I had just 22 miles left of the PCT, but it would end up being 45, because I had to do an out and back, plus climb up and down a couple of bonus passes from the parking lot. Due to plane snafus (our plane went for a test flight and never came back), I had arrived at Horseshoe Meadows a full 24 hours later than I had planned, which meant the leisurely stroll of my dreams had vanished. But it was somehow fitting. The PCT has never made it easy, and why start now?

Some nice ponds at mile 755. A JMTer insisted these were called Soldier Lakes. Um, no.
The Sierra will always be one of my favorites, and I hiked through soaring towers of rocks and fresh green meadows. "The scenery on this section isn't that great," a JMT hiker complained, and I could hardly believe it, because to me it was spectacular. As I descended into Rock Creek and back up again, all I could think was I was so glad I had bailed out of this section in June. It would have been incredibly dangerous.

Ha ha ha, this gate is not protecting the wilderness.
Not today, though. I selected a camp high above Crabtree Meadow, with a solid 22 miles in for the day. Defeated-looking JMTers trickled past, intent on camping near water. I had forgotten how most backpackers always choose water camps, when in truth you get less bugs, less condensation, and less people at dry camps. It really is simple to carry enough water, and it gives you so much more options.

Crabtreee Meadow. So gorgeous, so full of people.
In the morning, I only had one and a half miles to tag my terminus--the junction of the JMT and PCT. I had been here in 2011 with my surly hiking companions, and never dreamed that this many years later I would return, having hiked 2,650 miles. There was nobody around, it being early, and I tried to take a few selfies, but the sign was short. Luckily two thru-hikers came by. My people! They took my photo, but at the time I didn't even think to pose artistically. What you get is a boring photo.

Ugh. Oh well.
As I was hiking back the way I had come, a sudden wave of emotion caught me by surprise and I found myself fighting back tears. I had done a really, really hard thing. I had stuck to it even when there were troubles with logistics, hiking partners who hadn't clicked, long stretches of monotonous desert, all of it. I had done something big.

I rolled into Chicken Spring Lake, having hiked 18 miles, most of it uphill. The lake was packed with weekenders, noisily clanking their bear cans. One man arrived and pitched his tent right next to the lake, ignoring the regulation of 100 feet distance. He climbed out in nasty red boxers and proceeded to pee right there in full view. People. How I hate them sometimes. I try not to, and then one of them pulls something like this. Come on, folks.
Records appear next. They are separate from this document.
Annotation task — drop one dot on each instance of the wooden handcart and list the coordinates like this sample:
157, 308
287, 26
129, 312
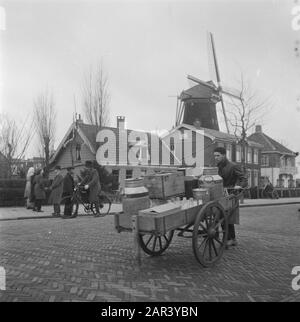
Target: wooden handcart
206, 223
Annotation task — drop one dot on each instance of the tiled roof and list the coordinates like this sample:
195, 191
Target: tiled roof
90, 131
269, 144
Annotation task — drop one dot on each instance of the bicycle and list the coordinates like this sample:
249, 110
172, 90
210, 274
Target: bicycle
81, 196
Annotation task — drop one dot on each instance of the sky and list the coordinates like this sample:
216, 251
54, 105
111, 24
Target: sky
147, 49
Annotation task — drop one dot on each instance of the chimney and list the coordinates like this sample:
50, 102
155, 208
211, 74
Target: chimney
258, 129
121, 122
79, 120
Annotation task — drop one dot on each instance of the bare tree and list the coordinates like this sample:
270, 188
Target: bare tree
14, 139
246, 113
45, 123
96, 97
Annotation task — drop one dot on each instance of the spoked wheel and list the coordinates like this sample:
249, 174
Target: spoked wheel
210, 234
103, 199
73, 204
155, 245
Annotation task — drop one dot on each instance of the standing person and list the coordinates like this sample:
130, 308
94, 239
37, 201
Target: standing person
68, 188
39, 190
233, 177
28, 188
91, 181
56, 191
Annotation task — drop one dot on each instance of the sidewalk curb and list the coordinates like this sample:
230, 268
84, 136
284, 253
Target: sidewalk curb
113, 213
270, 204
48, 217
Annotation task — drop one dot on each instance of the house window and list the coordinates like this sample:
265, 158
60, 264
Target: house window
78, 150
228, 151
129, 174
238, 153
265, 160
255, 178
249, 177
115, 179
249, 155
255, 156
115, 174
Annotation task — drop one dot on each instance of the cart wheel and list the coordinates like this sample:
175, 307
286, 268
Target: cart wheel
210, 234
103, 199
155, 245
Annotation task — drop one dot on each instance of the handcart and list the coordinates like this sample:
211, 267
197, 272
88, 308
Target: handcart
205, 222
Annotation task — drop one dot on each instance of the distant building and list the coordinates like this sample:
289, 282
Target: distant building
278, 163
214, 138
19, 167
4, 167
127, 153
79, 145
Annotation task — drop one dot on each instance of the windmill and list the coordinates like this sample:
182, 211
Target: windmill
197, 105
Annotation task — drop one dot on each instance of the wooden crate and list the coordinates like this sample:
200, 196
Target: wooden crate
159, 219
160, 222
166, 185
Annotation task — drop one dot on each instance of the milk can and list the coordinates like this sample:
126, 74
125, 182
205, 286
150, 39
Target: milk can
213, 182
136, 196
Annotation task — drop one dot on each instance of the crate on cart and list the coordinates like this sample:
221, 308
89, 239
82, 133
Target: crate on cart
165, 185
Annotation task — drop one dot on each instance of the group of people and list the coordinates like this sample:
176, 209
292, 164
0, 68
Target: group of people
62, 187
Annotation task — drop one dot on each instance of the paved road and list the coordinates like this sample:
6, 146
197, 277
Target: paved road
84, 259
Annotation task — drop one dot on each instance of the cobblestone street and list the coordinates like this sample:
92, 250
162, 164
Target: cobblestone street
85, 259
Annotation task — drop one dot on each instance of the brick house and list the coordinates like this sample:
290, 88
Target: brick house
4, 167
278, 163
214, 138
80, 144
127, 153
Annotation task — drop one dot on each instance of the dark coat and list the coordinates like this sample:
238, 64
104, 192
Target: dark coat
92, 179
57, 189
232, 175
39, 185
68, 185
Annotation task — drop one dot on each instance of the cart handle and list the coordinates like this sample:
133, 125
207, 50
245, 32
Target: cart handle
233, 192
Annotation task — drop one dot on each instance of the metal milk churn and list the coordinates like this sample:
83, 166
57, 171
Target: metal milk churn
213, 182
136, 196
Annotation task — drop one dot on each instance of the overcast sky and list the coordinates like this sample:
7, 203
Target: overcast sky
147, 49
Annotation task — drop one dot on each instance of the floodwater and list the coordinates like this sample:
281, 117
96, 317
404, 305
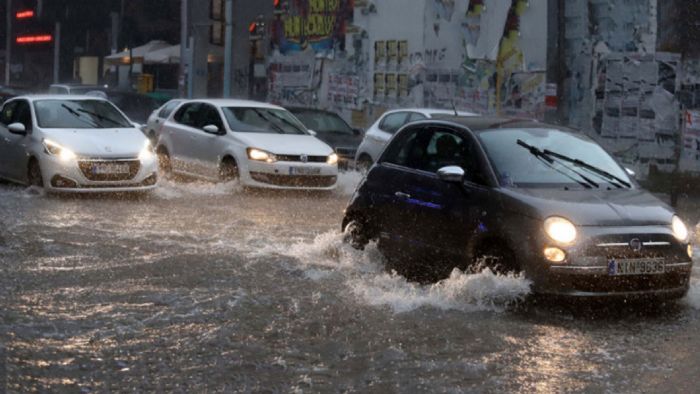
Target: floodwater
207, 287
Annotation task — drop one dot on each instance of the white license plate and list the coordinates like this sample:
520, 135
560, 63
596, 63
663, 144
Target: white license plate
304, 171
110, 169
636, 267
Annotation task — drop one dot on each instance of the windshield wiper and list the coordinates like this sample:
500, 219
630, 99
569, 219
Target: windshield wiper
591, 168
77, 115
101, 117
545, 158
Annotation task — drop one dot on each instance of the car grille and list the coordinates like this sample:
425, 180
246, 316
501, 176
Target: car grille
294, 181
346, 152
298, 158
86, 167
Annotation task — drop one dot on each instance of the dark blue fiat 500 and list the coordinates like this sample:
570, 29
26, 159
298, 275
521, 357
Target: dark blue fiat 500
518, 196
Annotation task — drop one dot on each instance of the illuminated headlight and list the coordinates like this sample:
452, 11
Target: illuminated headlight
261, 155
61, 152
680, 231
147, 152
560, 230
332, 159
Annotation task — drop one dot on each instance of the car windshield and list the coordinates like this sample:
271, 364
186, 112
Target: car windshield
516, 166
262, 120
323, 122
78, 114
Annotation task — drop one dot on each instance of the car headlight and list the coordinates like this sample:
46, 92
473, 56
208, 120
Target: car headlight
680, 231
560, 230
147, 152
332, 159
261, 155
61, 152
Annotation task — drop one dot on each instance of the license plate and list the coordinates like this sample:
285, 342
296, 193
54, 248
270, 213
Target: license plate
624, 267
110, 169
304, 171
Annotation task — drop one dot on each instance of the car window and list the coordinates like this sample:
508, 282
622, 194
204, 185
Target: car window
23, 114
187, 114
168, 109
8, 111
429, 149
415, 116
210, 116
393, 122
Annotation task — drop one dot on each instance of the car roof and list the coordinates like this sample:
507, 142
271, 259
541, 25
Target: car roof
484, 123
233, 103
34, 97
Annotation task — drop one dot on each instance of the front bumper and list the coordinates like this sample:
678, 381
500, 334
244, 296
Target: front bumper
76, 176
587, 273
286, 176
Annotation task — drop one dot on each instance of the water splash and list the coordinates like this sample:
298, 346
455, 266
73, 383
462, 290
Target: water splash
364, 274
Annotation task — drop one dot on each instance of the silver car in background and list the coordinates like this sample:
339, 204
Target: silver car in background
73, 144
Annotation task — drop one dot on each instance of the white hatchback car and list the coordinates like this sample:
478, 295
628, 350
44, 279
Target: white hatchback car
260, 144
74, 144
384, 128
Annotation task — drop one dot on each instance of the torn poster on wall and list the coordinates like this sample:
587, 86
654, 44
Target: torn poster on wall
319, 24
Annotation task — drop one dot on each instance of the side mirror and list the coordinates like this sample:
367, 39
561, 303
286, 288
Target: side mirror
211, 129
17, 128
452, 174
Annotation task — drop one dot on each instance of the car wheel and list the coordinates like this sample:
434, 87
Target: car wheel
364, 163
356, 234
498, 258
164, 164
228, 171
34, 176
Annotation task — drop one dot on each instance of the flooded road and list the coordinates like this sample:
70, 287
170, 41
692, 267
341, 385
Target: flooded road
206, 287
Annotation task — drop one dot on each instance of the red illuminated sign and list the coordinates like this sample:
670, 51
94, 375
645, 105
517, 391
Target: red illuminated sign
26, 14
34, 39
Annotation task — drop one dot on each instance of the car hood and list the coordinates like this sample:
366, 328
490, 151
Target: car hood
109, 143
618, 207
340, 140
285, 144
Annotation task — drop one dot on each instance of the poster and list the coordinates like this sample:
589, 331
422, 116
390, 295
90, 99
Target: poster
379, 83
318, 24
379, 51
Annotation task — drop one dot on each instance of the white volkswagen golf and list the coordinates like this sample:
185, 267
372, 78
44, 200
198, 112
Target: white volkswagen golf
73, 144
262, 145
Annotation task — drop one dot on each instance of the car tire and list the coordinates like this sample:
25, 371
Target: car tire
498, 258
228, 171
164, 164
356, 234
364, 163
34, 175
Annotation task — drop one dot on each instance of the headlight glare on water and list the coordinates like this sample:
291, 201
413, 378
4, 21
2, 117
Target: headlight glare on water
61, 152
680, 231
560, 229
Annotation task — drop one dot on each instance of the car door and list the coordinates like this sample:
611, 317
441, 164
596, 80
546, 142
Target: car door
180, 132
207, 147
15, 150
434, 218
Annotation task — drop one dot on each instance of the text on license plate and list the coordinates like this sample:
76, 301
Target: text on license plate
304, 171
110, 169
636, 266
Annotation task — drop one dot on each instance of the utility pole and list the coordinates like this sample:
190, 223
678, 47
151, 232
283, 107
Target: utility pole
228, 48
57, 53
8, 40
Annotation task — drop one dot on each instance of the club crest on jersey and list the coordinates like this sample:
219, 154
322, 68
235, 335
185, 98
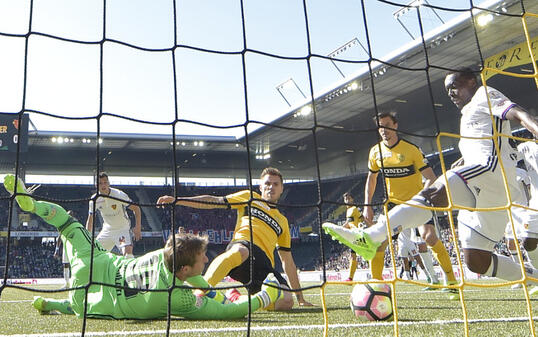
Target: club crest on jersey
261, 204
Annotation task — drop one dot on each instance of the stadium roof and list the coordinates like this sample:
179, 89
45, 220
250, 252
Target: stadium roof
345, 130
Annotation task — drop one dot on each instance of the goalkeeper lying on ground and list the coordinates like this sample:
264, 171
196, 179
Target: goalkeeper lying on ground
127, 280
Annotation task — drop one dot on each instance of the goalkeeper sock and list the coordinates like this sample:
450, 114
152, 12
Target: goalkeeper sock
221, 266
441, 255
352, 267
377, 264
66, 276
63, 306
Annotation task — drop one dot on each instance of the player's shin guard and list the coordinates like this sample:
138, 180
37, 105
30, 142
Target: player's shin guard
221, 266
504, 268
533, 256
377, 264
441, 255
400, 217
428, 266
352, 267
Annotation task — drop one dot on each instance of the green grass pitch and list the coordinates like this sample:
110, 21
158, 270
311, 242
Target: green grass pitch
491, 312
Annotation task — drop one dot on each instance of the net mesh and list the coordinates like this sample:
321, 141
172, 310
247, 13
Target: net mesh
429, 67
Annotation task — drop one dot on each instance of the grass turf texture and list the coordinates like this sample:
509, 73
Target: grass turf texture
491, 311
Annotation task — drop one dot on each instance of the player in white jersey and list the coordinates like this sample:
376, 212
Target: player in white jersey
525, 220
116, 229
474, 181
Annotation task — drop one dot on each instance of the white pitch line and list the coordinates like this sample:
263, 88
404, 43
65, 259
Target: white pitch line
329, 294
272, 328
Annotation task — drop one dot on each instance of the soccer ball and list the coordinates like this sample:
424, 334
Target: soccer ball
371, 302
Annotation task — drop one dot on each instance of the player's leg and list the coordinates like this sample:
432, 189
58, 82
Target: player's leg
352, 266
210, 309
261, 269
478, 246
407, 215
405, 263
428, 234
377, 264
236, 253
46, 305
529, 235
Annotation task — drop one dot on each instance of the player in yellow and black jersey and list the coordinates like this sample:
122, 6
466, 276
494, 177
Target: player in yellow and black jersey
270, 231
354, 218
403, 166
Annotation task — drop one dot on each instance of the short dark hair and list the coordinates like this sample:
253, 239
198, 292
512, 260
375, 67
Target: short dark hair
464, 72
393, 115
273, 172
187, 247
Last light at Chicken Spring.

As I headed down Cottonwood Pass I felt...empty. I didn't feel done. I felt like nothing had really happened. Probably it will sink in later. I think? Probably because I wasn't at a terminus, it didn't feel real. On the way home, plane snafus meant I was stranded in LA for a night. I looked around at all the people partying it up in the hotel. I had never felt so alien, so different. I wanted to be back with my people. That feeling has subsided, a little. But I long to get back on a trail.
Cookie, my friends' cat, celebrated with me.